Over time, the political system starts revolving around the comfort of a few conglomerates, not around citizens or small businesses.
6. What The Indian Government Must Do Next
Strengthen Competition Policy
- Give the Competition Commission of India more staff, better data, and faster procedures.
- Introduce ex-ante rules for digital markets to prevent gatekeeping behaviour before it becomes abuse.
Remove Barriers For New Players
- Fix licence fees, spectrum charges, airport and port concession structures that favour only very large players.
- Make credit and land access easier for smaller firms, start ups and regional operators.
Mandate Interoperability And Data Portability
- In telecom, fintech and e commerce, enforce open standards and fair API access.
- Make it easier for consumers and businesses to switch platforms without losing their data and history.
Transparent Procurement And Subsidy Rules
- PLI schemes, concessions, infrastructure contracts and government advertising must follow clear, published rules.
- Stop the feedback loop where the same two or three firms keep winning every contract.
Respect Regulatory Independence
Democracies keep markets fair by respecting watchdogs, not by suffocating them. Regulators, courts and audit bodies are not enemies of growth. They are the seat belts.
7. What Citizens Can Do
- Support smaller alternatives when they exist, even if it is slightly less convenient.

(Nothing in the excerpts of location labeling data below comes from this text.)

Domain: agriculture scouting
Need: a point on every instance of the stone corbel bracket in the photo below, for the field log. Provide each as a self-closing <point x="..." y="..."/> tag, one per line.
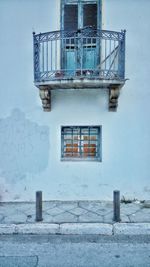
<point x="45" y="95"/>
<point x="113" y="98"/>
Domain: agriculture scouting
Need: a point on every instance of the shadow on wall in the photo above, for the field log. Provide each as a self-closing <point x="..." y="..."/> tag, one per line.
<point x="24" y="147"/>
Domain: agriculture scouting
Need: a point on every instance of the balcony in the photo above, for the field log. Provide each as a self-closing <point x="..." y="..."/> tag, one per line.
<point x="88" y="58"/>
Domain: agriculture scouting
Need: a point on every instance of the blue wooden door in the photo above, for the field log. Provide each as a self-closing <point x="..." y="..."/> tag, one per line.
<point x="81" y="49"/>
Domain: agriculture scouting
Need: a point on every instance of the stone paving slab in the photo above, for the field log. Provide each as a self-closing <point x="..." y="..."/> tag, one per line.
<point x="73" y="212"/>
<point x="131" y="229"/>
<point x="77" y="229"/>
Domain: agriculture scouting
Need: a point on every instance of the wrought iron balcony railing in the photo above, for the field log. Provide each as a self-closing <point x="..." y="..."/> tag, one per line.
<point x="87" y="53"/>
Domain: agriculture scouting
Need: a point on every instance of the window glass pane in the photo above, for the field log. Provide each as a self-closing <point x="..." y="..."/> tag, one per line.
<point x="70" y="17"/>
<point x="90" y="15"/>
<point x="81" y="142"/>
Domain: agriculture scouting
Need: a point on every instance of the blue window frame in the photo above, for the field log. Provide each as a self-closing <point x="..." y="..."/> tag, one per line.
<point x="81" y="143"/>
<point x="80" y="52"/>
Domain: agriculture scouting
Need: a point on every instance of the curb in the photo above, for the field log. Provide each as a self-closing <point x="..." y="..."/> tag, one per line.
<point x="76" y="229"/>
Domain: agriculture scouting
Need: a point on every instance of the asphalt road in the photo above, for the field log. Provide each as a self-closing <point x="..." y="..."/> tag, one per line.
<point x="74" y="251"/>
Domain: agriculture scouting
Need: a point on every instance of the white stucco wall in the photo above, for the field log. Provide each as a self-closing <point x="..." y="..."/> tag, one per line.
<point x="30" y="140"/>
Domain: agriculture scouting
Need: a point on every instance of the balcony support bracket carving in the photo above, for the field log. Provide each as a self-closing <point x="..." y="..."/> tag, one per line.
<point x="45" y="95"/>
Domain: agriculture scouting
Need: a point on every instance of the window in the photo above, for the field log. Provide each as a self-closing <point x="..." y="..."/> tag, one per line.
<point x="81" y="143"/>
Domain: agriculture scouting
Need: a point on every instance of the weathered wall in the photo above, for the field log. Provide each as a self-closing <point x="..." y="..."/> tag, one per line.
<point x="30" y="139"/>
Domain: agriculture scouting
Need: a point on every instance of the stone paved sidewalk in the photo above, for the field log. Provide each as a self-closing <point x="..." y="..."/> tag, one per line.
<point x="73" y="212"/>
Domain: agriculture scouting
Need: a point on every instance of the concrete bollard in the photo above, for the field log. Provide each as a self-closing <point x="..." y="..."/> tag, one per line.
<point x="116" y="205"/>
<point x="39" y="206"/>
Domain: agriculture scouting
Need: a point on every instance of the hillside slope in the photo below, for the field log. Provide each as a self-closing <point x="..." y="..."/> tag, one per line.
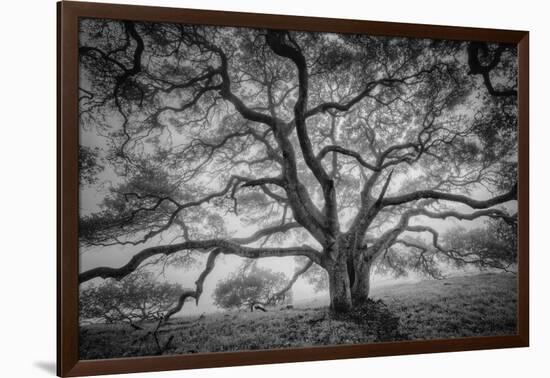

- Call out policies that obviously favour only one or two conglomerates.
- Explain to others that highly concentrated markets are not “efficiency”, they are a structural risk.
India’s economic destiny cannot be shaped by two companies in each sector. A competitive economy with many players is the only way a billion people get real freedom, innovation and fair pricing.
Until we fix this, the warning stands: These duopolies can stop India any time.